Loading Ensemble models (saved using save{base})

298 views
Skip to first unread message

Pedro Henrique Veronezi e Sá

unread,
Dec 14, 2015, 3:39:27 PM12/14/15
to H2O Open Source Scalable Machine Learning - h2ostream
Hello guys,

I developed a model using ensemble, from h2o.ensemble, and I had to save it using the function save{base}, but since I closed R and opened again I think the ip had changed, so I cant make it work.

I can load the model and I can see the attributes for it as an object of h2o class. I did some research and I found this on the documentation:

"Currently, the h2o.ensemble function outputs a list object which makes up the ensemble "model". This R object can be serialized to disk using the R base save function. However, if you save the ensemble model to disk, then use it in the future to generate predictions on a test set using a new H2O cluster instance (with a different cluster IP address), this will not work. This can be fixed by updating the cluster IP address in the saved object with the new one. The model saving process will probably be modified in the future to serialize each of the individual H2O base models using the h2o::saveModel function. Therefore, the saved H2O base models will be accessible individually. Currently, the ensemble fit is stored as a single R list object which contains all the base learner fits, the metalearner fit, and a few other pieces of data."

Specially this part here:
"This can be fixed by updating the cluster IP address in the saved object with the new one."

But I dont know how to fix (change the ip on the model). Can anyone help me with that?

Thanks

Pedro Veronezi

Erin LeDell

unread,
Dec 14, 2015, 6:33:57 PM12/14/15
to Pedro Henrique Veronezi e Sá, H2O Open Source Scalable Machine Learning - h2ostream
Hi Pedro,
What version of h2oEnsemble are you using?  Did you save these ensembles recently or with an old version of h2oEnsemble?  The text below is from an out-of-date version of the README.md file in the repo.  There are now functions to save ensembles that you should use:  `h2o.save_ensemble` and `h2o.load_ensemble`, rather than R's `base::save()` function.
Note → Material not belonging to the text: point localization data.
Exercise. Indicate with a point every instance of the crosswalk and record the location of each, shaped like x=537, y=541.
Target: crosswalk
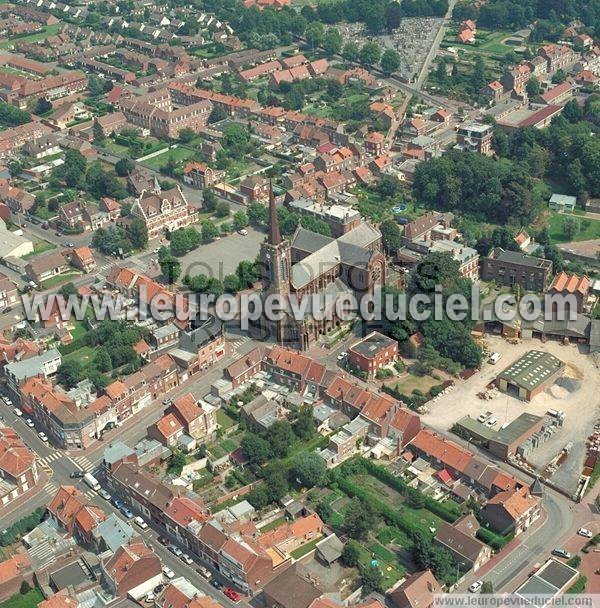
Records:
x=82, y=462
x=46, y=460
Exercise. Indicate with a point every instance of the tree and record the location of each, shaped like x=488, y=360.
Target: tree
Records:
x=309, y=469
x=68, y=289
x=315, y=34
x=350, y=554
x=571, y=226
x=170, y=267
x=258, y=214
x=533, y=87
x=124, y=166
x=332, y=42
x=231, y=283
x=209, y=200
x=209, y=232
x=359, y=519
x=98, y=133
x=138, y=233
x=102, y=360
x=390, y=61
x=240, y=220
x=351, y=52
x=370, y=53
x=372, y=579
x=70, y=373
x=391, y=235
x=186, y=135
x=222, y=209
x=256, y=448
x=281, y=437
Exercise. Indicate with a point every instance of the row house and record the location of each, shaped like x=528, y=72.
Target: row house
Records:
x=18, y=467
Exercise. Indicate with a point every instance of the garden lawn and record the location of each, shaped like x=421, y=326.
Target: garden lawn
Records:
x=590, y=228
x=30, y=600
x=224, y=419
x=40, y=247
x=59, y=279
x=179, y=154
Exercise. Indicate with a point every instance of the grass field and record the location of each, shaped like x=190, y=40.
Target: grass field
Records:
x=49, y=30
x=40, y=247
x=59, y=279
x=179, y=154
x=590, y=228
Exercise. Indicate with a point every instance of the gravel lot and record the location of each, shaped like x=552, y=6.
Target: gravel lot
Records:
x=581, y=402
x=222, y=257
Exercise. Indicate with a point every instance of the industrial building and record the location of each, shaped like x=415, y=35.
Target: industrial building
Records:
x=530, y=375
x=508, y=439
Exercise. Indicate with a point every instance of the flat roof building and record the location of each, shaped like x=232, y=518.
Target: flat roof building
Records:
x=530, y=374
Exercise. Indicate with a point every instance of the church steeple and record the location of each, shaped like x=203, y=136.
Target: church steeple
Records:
x=274, y=231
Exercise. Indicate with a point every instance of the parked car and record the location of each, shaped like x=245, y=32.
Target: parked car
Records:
x=232, y=594
x=104, y=494
x=561, y=553
x=205, y=572
x=187, y=559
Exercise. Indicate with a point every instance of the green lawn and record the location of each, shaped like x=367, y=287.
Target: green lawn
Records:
x=59, y=279
x=224, y=419
x=29, y=600
x=84, y=355
x=40, y=247
x=590, y=229
x=179, y=154
x=49, y=30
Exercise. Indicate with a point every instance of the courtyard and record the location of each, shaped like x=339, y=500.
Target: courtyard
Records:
x=571, y=394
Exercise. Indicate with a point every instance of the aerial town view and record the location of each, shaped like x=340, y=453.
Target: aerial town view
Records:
x=299, y=303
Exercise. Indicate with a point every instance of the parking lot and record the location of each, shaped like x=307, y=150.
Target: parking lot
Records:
x=577, y=393
x=221, y=257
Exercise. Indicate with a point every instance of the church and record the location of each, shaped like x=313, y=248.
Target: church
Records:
x=311, y=264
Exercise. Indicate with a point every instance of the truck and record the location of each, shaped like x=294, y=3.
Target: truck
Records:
x=91, y=481
x=494, y=358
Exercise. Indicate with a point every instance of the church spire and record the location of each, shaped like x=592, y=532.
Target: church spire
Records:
x=274, y=232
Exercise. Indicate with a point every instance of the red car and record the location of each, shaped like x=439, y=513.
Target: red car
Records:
x=232, y=594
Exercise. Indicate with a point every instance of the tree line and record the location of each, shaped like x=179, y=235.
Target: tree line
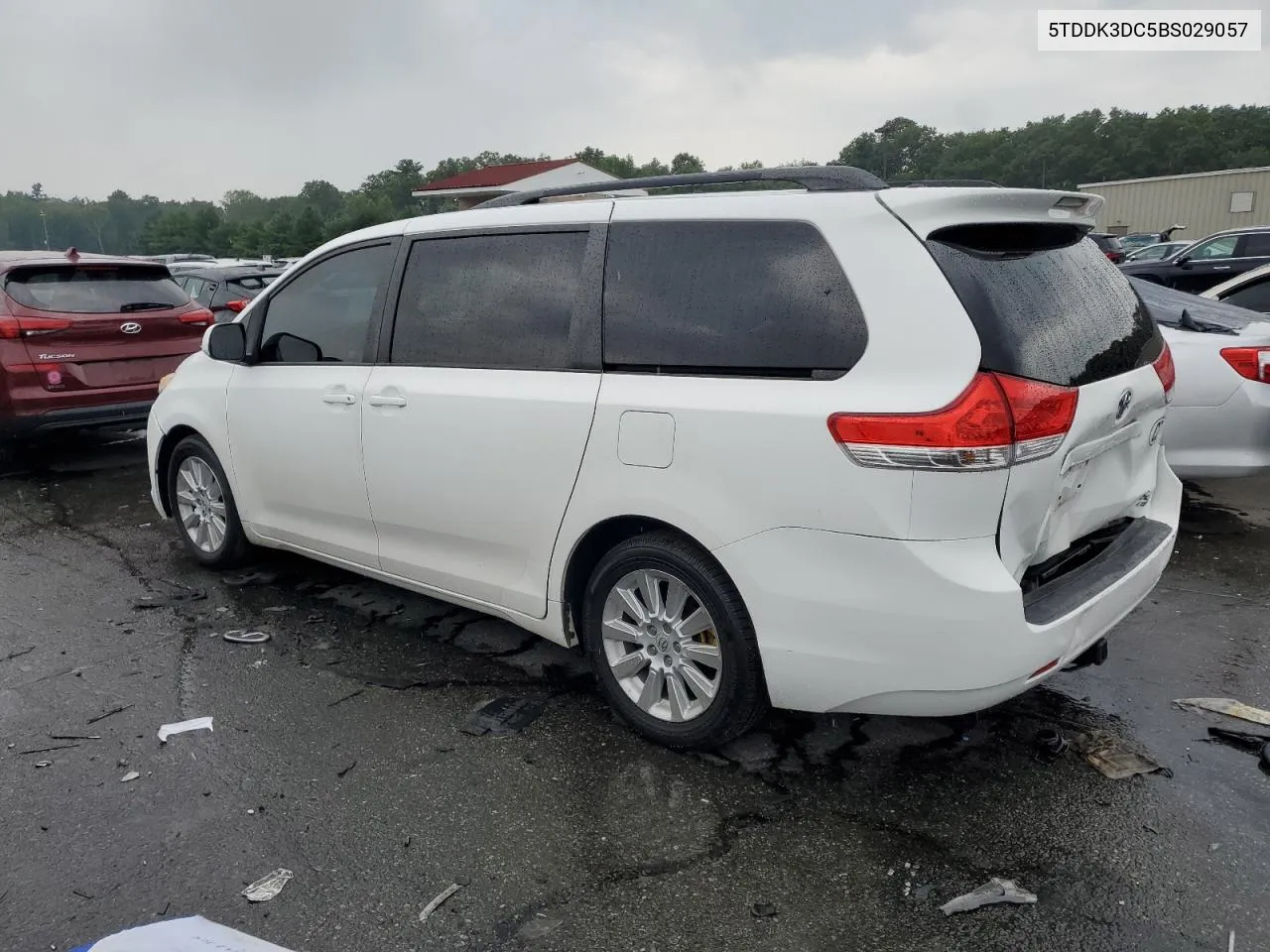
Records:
x=1055, y=153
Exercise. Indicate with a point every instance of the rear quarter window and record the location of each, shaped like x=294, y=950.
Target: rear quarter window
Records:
x=94, y=289
x=1047, y=303
x=728, y=298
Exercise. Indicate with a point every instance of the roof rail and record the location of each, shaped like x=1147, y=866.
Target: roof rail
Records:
x=813, y=178
x=948, y=182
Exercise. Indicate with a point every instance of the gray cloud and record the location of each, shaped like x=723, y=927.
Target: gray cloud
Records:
x=194, y=98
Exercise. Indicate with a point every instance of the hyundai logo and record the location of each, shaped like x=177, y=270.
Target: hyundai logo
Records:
x=1123, y=407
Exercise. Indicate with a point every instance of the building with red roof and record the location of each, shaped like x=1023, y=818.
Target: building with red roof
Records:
x=474, y=186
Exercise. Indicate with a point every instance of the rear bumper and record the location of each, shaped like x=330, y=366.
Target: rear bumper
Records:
x=75, y=417
x=929, y=629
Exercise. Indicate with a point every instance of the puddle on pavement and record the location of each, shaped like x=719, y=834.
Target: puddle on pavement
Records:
x=1201, y=516
x=380, y=636
x=76, y=453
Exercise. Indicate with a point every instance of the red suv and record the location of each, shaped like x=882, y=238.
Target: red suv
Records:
x=84, y=339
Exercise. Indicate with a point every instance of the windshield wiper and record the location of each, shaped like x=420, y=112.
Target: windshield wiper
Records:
x=1201, y=326
x=145, y=306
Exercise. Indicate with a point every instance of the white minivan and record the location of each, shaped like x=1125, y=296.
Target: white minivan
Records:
x=838, y=447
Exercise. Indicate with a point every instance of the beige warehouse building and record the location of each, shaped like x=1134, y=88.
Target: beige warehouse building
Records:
x=1205, y=202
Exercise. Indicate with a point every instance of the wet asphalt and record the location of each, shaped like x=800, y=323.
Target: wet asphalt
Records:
x=339, y=753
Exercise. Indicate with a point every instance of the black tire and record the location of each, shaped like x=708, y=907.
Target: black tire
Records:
x=740, y=697
x=234, y=547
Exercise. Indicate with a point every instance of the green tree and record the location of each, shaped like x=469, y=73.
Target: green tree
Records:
x=308, y=231
x=321, y=197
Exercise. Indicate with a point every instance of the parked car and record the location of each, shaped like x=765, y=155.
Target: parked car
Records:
x=708, y=436
x=84, y=339
x=1138, y=240
x=1157, y=252
x=1109, y=245
x=1250, y=290
x=1219, y=419
x=180, y=258
x=1206, y=262
x=225, y=290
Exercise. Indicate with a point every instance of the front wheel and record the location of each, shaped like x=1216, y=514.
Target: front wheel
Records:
x=672, y=644
x=203, y=506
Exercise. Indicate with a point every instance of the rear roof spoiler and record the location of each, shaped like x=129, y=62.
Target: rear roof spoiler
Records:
x=947, y=182
x=930, y=209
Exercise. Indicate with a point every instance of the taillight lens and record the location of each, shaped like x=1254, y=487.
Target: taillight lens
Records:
x=998, y=420
x=1251, y=362
x=199, y=318
x=1165, y=368
x=17, y=327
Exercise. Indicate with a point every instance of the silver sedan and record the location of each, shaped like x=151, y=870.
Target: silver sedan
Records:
x=1219, y=419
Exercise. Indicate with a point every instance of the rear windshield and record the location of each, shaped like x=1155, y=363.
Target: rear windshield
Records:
x=94, y=289
x=1047, y=303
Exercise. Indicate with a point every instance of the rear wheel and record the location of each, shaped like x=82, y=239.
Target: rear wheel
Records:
x=672, y=644
x=203, y=506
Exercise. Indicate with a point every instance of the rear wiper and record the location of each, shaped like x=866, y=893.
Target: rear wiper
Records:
x=1188, y=322
x=145, y=306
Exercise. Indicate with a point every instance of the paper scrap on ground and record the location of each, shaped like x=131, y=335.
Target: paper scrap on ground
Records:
x=432, y=906
x=197, y=724
x=268, y=887
x=190, y=934
x=992, y=892
x=1227, y=706
x=1112, y=760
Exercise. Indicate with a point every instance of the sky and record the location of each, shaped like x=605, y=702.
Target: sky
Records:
x=189, y=99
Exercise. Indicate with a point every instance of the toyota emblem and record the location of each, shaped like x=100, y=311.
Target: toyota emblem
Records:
x=1123, y=407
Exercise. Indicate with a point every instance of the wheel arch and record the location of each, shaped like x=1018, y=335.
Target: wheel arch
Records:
x=590, y=547
x=163, y=458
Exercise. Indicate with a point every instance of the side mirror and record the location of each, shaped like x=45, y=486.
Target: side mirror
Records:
x=226, y=341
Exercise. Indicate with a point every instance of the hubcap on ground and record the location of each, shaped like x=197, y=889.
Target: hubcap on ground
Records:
x=662, y=645
x=200, y=504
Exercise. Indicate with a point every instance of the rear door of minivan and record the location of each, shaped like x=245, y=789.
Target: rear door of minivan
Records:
x=1051, y=308
x=477, y=413
x=103, y=329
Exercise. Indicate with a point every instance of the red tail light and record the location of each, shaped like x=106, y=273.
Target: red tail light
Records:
x=998, y=420
x=1165, y=368
x=1251, y=362
x=53, y=375
x=199, y=318
x=17, y=327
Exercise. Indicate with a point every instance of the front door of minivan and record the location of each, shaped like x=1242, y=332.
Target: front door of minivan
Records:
x=295, y=416
x=476, y=419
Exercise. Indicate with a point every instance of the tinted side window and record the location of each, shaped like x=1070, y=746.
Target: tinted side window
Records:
x=1255, y=245
x=1216, y=248
x=204, y=294
x=499, y=301
x=757, y=298
x=1047, y=304
x=329, y=307
x=1255, y=298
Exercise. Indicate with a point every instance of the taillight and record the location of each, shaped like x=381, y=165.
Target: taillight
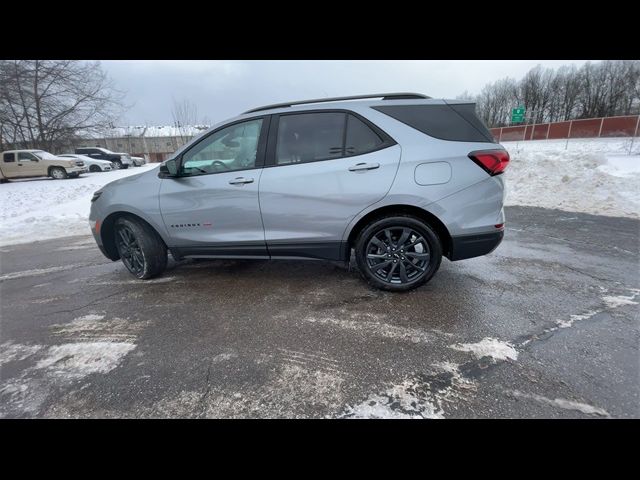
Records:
x=493, y=162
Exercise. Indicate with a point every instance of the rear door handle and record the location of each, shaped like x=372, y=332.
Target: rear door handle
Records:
x=363, y=166
x=240, y=181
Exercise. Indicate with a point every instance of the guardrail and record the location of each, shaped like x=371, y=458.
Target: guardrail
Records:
x=623, y=126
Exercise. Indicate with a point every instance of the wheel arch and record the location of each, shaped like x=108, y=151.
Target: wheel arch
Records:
x=429, y=218
x=51, y=167
x=107, y=232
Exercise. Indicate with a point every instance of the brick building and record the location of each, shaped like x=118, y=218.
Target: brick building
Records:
x=155, y=144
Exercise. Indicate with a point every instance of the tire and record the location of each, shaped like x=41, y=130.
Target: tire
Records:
x=403, y=266
x=58, y=173
x=141, y=249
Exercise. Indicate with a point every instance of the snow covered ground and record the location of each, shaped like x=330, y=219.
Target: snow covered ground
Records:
x=595, y=176
x=592, y=175
x=42, y=208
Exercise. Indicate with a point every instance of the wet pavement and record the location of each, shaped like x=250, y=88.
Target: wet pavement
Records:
x=545, y=326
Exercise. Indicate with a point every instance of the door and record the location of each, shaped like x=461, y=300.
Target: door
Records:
x=212, y=208
x=29, y=165
x=9, y=165
x=324, y=168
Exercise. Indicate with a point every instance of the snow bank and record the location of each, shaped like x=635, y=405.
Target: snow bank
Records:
x=42, y=208
x=595, y=176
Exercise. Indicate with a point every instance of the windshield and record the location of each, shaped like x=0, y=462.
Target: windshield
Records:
x=44, y=155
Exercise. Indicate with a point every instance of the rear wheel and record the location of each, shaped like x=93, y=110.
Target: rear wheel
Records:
x=398, y=253
x=141, y=249
x=58, y=173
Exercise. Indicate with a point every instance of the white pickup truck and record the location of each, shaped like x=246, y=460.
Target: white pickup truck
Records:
x=38, y=163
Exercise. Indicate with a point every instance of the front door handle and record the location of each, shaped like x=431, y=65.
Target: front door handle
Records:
x=364, y=166
x=240, y=181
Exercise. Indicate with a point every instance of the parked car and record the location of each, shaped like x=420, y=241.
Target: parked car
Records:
x=401, y=179
x=93, y=164
x=38, y=163
x=120, y=160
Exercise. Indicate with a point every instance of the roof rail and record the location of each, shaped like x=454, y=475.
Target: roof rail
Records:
x=384, y=96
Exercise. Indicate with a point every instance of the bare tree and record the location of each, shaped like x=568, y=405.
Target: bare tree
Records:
x=45, y=103
x=185, y=116
x=602, y=89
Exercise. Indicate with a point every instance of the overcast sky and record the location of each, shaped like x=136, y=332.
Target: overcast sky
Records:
x=223, y=89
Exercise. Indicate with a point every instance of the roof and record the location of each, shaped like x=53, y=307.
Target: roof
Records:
x=384, y=96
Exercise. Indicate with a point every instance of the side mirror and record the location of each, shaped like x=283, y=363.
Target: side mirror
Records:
x=169, y=168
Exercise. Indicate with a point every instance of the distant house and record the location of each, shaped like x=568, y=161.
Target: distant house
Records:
x=155, y=144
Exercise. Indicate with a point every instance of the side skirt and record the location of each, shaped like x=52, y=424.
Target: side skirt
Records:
x=335, y=251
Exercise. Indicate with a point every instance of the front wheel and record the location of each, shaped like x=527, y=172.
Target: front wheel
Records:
x=58, y=173
x=141, y=249
x=398, y=253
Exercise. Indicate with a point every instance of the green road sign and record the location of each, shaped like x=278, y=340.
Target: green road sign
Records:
x=517, y=114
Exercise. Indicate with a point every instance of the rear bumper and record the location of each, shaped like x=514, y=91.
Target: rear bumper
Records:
x=476, y=245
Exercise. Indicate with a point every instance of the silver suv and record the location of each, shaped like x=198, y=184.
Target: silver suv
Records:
x=401, y=179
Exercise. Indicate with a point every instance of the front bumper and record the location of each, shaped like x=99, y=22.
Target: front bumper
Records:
x=78, y=170
x=475, y=245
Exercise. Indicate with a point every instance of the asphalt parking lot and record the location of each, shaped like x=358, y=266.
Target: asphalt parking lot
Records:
x=545, y=326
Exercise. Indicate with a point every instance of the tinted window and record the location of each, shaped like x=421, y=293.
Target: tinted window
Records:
x=440, y=121
x=25, y=156
x=360, y=138
x=310, y=136
x=232, y=148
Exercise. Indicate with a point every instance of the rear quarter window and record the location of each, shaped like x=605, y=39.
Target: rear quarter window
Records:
x=456, y=122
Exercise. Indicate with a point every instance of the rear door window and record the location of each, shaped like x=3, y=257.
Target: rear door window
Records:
x=360, y=137
x=309, y=137
x=25, y=157
x=447, y=122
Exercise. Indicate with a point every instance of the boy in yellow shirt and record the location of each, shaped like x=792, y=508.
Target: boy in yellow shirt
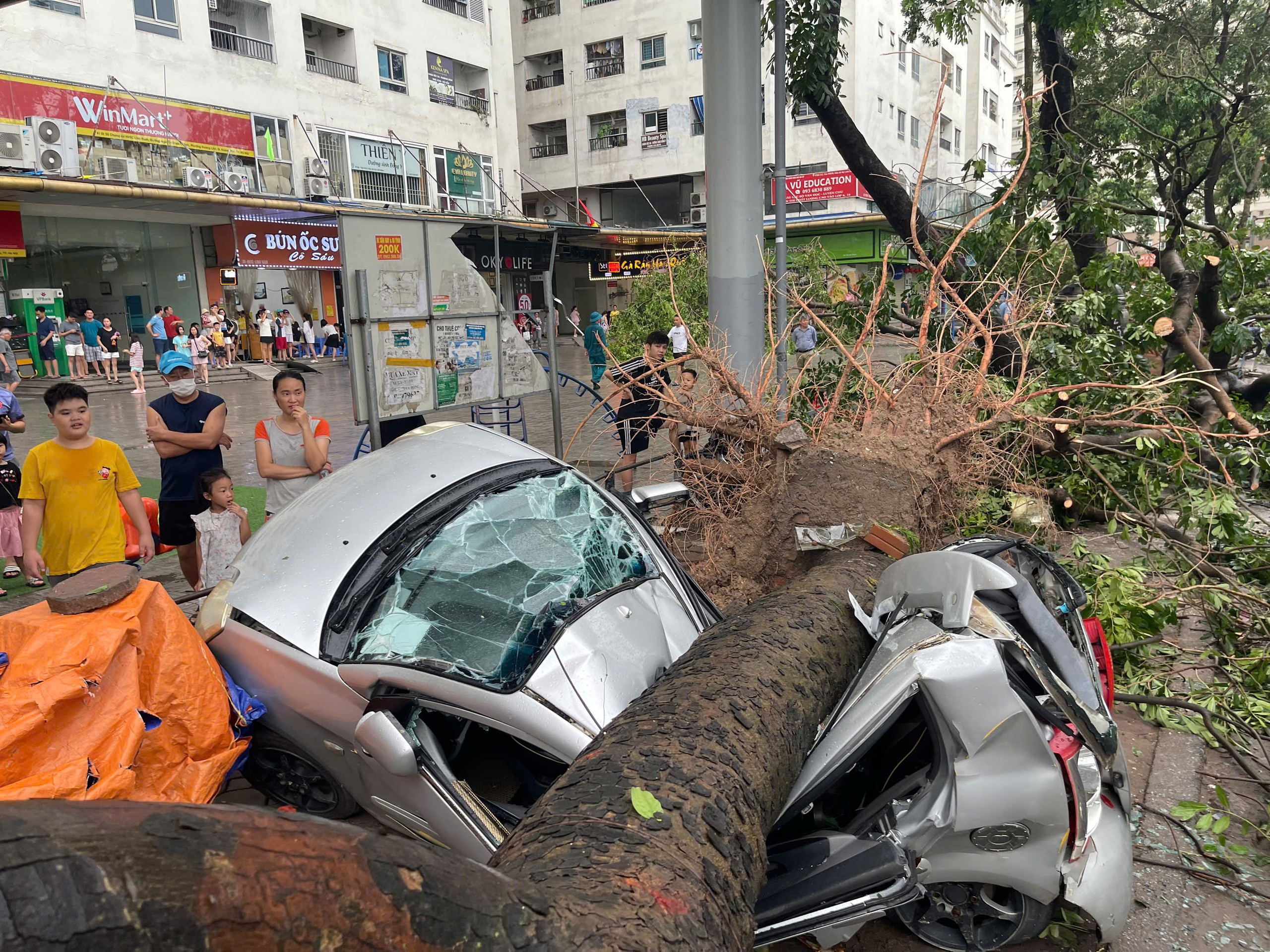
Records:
x=69, y=488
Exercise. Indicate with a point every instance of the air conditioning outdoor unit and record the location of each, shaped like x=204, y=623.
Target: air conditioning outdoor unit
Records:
x=56, y=146
x=238, y=180
x=17, y=148
x=116, y=169
x=317, y=187
x=193, y=177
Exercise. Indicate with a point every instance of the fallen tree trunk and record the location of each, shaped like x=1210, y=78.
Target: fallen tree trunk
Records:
x=718, y=740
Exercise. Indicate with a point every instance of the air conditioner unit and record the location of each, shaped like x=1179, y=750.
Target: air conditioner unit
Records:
x=238, y=180
x=56, y=145
x=17, y=148
x=116, y=169
x=317, y=187
x=193, y=177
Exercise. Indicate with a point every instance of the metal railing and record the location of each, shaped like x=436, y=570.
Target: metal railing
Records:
x=613, y=141
x=455, y=7
x=241, y=45
x=599, y=69
x=539, y=10
x=475, y=103
x=549, y=149
x=556, y=79
x=329, y=67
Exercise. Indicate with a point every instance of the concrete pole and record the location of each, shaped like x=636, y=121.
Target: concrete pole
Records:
x=783, y=347
x=734, y=171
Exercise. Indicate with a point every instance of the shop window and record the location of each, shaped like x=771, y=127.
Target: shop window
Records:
x=71, y=7
x=652, y=53
x=157, y=17
x=273, y=155
x=391, y=70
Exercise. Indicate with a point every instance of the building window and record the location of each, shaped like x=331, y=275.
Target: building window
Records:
x=273, y=155
x=652, y=53
x=70, y=7
x=157, y=17
x=391, y=70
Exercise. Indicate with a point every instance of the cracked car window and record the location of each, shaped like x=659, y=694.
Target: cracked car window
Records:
x=484, y=595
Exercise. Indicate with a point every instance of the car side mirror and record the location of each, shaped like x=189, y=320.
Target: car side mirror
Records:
x=659, y=494
x=380, y=737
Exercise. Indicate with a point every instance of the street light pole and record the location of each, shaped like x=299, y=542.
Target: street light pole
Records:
x=734, y=164
x=779, y=186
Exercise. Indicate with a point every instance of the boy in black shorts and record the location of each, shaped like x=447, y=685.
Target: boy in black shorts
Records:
x=636, y=402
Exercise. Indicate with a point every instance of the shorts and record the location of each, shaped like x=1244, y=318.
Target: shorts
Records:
x=176, y=527
x=636, y=433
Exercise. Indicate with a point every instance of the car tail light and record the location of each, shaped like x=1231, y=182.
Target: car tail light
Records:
x=1083, y=781
x=1103, y=655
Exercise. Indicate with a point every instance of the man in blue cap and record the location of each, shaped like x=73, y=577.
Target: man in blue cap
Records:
x=187, y=428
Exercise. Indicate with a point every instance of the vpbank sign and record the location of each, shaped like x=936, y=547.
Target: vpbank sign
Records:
x=112, y=114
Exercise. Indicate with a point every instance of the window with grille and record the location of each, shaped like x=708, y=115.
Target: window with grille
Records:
x=652, y=53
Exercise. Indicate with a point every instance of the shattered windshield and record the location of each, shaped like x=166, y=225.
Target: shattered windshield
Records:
x=487, y=593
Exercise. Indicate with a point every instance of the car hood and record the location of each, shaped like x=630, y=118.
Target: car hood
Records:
x=290, y=569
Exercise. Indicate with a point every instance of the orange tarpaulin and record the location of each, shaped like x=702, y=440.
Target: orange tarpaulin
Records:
x=121, y=704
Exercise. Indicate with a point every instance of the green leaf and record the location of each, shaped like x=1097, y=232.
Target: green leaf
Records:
x=644, y=803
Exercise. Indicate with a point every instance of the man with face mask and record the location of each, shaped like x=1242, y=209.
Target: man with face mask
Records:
x=187, y=428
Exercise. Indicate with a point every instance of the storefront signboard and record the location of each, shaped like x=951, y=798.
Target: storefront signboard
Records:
x=463, y=176
x=275, y=244
x=821, y=187
x=12, y=244
x=635, y=264
x=441, y=79
x=110, y=114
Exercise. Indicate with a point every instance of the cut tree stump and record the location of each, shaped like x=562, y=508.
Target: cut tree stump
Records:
x=93, y=590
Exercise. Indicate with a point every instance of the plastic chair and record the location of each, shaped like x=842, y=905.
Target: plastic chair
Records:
x=504, y=416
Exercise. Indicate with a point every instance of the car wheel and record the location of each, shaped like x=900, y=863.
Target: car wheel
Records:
x=969, y=917
x=284, y=772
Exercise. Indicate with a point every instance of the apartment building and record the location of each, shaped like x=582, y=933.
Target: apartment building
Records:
x=611, y=114
x=407, y=102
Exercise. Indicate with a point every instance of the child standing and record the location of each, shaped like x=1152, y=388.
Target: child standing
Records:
x=71, y=489
x=220, y=531
x=137, y=365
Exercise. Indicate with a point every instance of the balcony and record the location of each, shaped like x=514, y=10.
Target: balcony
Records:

More information in the current README file: https://github.com/h2oai/h2o-3/tree/master/h2o-r/ensemble

Since you used `base::save()`, to fix, you can try updating the metadata that specifies the H2O cluster IP address to reflect your current IP.  When you `base::load()` the "h2o.ensemble" model, the model will try to connect to whatever IP address was saved in the model object (which is now out of date).  This issue is resolved by using the specialized `h2oEnsemble::h2o.save_ensemble` and `h2oEnsemble::h2o.load_ensemble` functions.

Best,
Erin
--
You received this message because you are subscribed to the Google Groups "H2O Open Source Scalable Machine Learning - h2ostream" group.
To unsubscribe from this group and stop receiving emails from it, send an email to h2ostream+...@googlegroups.com.
For more options, visit https://groups.google.com/d/optout.

-- 
Erin LeDell Ph.D.
Statistician & Machine Learning Scientist | H2O.ai

Pedro Henrique Veronezi e Sá

unread,
Dec 21, 2015, 4:29:22 PM12/21/15
to H2O Open Source Scalable Machine Learning - h2ostream, veronez...@gmail.com
Hello Erin, 

First of all, thanks for your prompt answer. But unfortunately I'm still having problems in saving the models for the Ensemble Package in R.

The versions are:

> packageDescription("h2o")$Version
[1] "3.6.0.8"
> packageDescription("h2oEnsemble")$Version
[1] "0.1.5"


The code that I'm running is:


# Specify the base learner library & the metalearner
learner <- c("h2o.glm.wrapper", "h2o.randomForest.wrapper", 
             "h2o.gbm.wrapper", "h2o.deeplearning.wrapper")
metalearner <- "SL.glm"


#creates the ensemble
fit <- h2o.ensemble( x = predictors,y = response, training_frame = train, 
                    family = "binomial", 
                    learner = learner, 
                    metalearner = metalearner,
                    cvControl = list(V = 5, shuffle = TRUE))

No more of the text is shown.